Un manque d’hygiène qui n’échappe du reste pas à certains amateurs de ce café de rue, à l’image de l’étudiant N’dri Koffi. « L’initiative est louable, mais il y a un manque d’hygiène chez ces prestataires de services ambulants. Je ne les trouve pas toujours propres. Ils sont souvent dans des tee-shirts sales et puis le matériel est promené sous la poussière », déplore-t-il. Toutefois, renchérit-il : « Je trouve leur idée vraiment formidable. L’argent se trouve dans la rue et c’est ce qu’ils collectent ». Malgré ces observations relatives à l’hygiène, les populations ne se privent pas de consommer ce café de rue, au grand bonheur de ces vendeurs ambulants. Lesquels n’échappent pas à toute imposition bien qu’exerçant leurs activités comme des nomades.
Une activité soumise à des taxes
En effet, ces vendeurs ambulants de café, comme les tenanciers de kiosques à café, paient des taxes communales. « Nous ne refusons pas de payer 500 FCFA à la mairie, mais quand ça devient un peu trop, c’est exagéré. Lorsque tu croises un agent de mairie, il te demande de payer la taxe, alors que cela a été fait avec l’un de ses collègues. Malgré le reçu, il demande que tu paies encore 500 FCFA. La nuit, c’est pareil », fulmine D.S.

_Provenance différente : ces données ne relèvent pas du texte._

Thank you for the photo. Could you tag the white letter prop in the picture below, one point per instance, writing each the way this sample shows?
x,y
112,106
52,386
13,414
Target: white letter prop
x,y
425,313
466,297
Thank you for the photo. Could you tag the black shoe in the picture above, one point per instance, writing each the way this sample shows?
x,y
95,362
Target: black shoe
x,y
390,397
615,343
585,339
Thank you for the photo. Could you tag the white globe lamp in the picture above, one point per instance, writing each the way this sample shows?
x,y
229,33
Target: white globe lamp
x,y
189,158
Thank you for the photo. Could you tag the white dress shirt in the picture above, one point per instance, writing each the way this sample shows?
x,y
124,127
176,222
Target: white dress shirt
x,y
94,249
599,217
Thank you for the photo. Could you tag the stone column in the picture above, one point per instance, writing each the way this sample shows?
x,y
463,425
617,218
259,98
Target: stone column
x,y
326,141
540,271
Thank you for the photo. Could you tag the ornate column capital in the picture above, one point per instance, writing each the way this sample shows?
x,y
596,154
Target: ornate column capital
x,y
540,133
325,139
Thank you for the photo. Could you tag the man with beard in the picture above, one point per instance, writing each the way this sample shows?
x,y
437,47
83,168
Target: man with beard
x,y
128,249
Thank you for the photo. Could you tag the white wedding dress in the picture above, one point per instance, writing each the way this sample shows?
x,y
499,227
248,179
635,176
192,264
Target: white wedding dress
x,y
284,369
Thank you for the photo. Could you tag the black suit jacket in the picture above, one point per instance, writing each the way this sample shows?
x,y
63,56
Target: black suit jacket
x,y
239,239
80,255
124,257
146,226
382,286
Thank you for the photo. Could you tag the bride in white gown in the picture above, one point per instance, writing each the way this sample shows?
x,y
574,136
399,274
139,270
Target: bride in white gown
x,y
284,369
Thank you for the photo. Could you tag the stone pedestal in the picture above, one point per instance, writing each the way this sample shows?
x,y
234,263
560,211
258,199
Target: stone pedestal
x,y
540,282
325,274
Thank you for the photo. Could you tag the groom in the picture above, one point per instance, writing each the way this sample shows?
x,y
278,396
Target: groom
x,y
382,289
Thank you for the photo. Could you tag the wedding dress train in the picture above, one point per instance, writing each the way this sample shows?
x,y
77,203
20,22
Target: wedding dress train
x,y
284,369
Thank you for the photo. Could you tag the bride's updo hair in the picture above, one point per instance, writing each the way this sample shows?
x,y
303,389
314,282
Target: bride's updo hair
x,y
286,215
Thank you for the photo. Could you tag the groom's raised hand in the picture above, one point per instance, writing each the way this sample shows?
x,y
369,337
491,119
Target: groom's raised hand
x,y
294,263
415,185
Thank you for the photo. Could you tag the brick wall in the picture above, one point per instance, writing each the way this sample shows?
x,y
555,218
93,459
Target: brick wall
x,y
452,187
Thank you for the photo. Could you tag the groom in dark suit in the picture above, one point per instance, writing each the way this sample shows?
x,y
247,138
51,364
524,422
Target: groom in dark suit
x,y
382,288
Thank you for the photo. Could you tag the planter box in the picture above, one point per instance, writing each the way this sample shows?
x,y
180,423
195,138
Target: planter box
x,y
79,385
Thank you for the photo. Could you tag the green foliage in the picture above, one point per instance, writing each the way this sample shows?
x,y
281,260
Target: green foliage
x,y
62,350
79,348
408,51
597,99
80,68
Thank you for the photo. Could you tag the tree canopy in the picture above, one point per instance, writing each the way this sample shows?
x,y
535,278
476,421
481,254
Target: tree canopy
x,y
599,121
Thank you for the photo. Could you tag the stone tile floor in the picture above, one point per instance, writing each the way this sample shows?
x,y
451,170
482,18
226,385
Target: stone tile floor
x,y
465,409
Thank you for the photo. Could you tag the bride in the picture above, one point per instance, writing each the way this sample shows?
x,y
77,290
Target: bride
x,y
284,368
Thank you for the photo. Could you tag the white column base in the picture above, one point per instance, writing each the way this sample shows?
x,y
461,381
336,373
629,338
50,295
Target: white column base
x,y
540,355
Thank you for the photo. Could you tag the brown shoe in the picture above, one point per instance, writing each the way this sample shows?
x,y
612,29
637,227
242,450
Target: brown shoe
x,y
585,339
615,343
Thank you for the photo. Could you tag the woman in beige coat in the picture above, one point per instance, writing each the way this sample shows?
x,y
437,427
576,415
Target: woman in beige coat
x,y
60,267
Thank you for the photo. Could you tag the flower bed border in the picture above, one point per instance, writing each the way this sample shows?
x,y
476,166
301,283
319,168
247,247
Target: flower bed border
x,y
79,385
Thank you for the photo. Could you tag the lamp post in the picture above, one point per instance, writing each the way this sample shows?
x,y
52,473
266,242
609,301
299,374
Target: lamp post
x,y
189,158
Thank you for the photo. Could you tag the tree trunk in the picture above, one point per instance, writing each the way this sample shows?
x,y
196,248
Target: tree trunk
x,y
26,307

Allégations balayées du revers de la main par le service financier et de transport de la mairie de Cocody où nous nous sommes rendu. « On leur fait payer des taxes sur deux mois à 6000 F, ce qui revient à 100 F par jour. Ceux qui leur prennent 5 00 F sont sûrement des membres de “syndicats”, sinon la mairie de Cocody ne fait plus de recouvrement de taxe au quotidien. Ce que nous leur conseillons, c’est d’éviter de vendre sur les grandes voies entre les automobilistes », clarifie Bamba Moussa, le chef d’équipe charrettes à la mairie de Cocody.